Mytholmroyd Community Centre hosts the annual Dock Pudding Championships in April, attended in 2007 by Robbie Coltrane who entered the competition and came second. and the Mytholmroyd Gala takes place every July.

During the late 18th century, the valley to the south, known as Cragg Vale was home to a gang of counterfeiters known as the Cragg Coiners.

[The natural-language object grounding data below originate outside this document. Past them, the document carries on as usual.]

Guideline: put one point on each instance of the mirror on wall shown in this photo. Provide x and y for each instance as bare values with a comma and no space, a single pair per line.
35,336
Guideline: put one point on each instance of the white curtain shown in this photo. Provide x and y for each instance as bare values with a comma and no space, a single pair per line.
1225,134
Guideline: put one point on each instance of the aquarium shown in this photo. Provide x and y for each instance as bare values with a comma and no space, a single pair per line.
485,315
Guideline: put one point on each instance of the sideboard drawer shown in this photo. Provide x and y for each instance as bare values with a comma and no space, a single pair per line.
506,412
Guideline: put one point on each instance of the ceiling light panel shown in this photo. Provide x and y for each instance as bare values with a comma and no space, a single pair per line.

The gang's leader, David Hartley, or King David as he was known, was found guilty of the 1769 murder of excise official William Dighton and was hanged at Tyburn near York, on April 28 1770. Two other gang members were also executed for their part in the murder. 

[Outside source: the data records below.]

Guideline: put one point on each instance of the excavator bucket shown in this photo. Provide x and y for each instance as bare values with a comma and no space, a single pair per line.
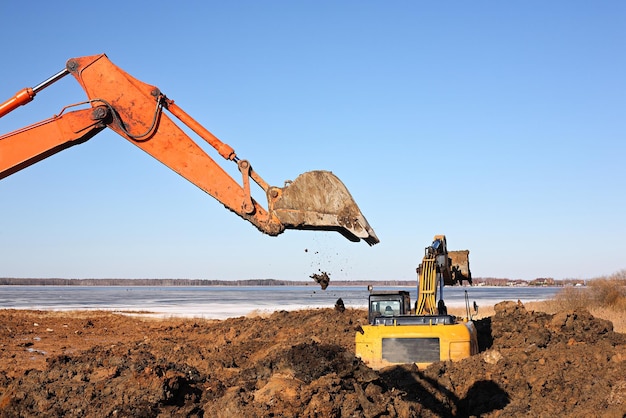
318,200
460,266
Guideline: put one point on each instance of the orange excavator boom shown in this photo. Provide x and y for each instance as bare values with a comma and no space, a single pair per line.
315,200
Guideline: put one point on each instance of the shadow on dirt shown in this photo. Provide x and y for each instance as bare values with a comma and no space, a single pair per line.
482,397
483,330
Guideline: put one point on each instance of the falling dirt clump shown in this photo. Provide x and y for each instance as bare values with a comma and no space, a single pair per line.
301,364
322,278
340,306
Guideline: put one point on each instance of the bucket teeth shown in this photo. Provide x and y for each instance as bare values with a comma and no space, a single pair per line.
318,200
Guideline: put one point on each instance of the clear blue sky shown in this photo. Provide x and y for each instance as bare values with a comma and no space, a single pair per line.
499,124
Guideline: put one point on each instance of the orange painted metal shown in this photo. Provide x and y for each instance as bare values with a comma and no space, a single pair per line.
134,110
21,98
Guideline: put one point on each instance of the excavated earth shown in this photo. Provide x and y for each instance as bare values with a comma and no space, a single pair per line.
301,364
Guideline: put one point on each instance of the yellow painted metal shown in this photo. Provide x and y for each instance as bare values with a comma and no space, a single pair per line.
456,342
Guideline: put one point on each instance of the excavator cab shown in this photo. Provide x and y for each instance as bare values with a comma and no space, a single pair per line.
427,334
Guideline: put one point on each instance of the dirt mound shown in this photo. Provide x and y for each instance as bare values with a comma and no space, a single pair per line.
302,363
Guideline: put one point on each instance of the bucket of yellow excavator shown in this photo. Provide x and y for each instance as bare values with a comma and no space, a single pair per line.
460,266
318,200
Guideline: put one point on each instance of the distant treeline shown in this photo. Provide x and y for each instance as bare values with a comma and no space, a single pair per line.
489,281
188,282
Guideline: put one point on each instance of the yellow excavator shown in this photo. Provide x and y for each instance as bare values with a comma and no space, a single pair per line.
400,334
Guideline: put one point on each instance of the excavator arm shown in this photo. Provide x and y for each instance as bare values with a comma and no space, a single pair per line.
316,200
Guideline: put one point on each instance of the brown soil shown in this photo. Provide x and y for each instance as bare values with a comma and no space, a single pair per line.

There are a couple of pubs in Mytholmroyd.  The Dusty Miller which is really a restaurant with a bar attached but you are made very welcome here.  The Shoulder of Mutton is across the bridge and to the left.  Here is a real old style pub and very enjoyable.  Spent an age chatting to a delightful couple about the history of the village and it turned out that the husband was a descendant of one of the coiners of the 18th century. There is a display case with the history of the coiners and some samples of the coiners art.

A new sculpture was unveiled yesterday by the Bishop of Wakefield.  The cone is of iron and has slits in it  which are lit up at night. Around the base are some words from a Ted Hughes poem. 'Moors are a stage for the performance of heaven'. 

The house that Ted Hughes was born and lived in is a terrace further up the hillside.

Wandering around I found a sign to the clog works.  Just a couple of hundred yards from the canal is Walkley Clogs purported to be the largest maker of clogs there is. 

Inside are a number of shelves with the type of clogs you can buy and if there isn't the right one for you it can be hand-made to order and mailed on. While in the shop you can look through into the works and watch the clogs being made.

Back to the mooring and tomorrow it is the delights of Hebden Bridge for us.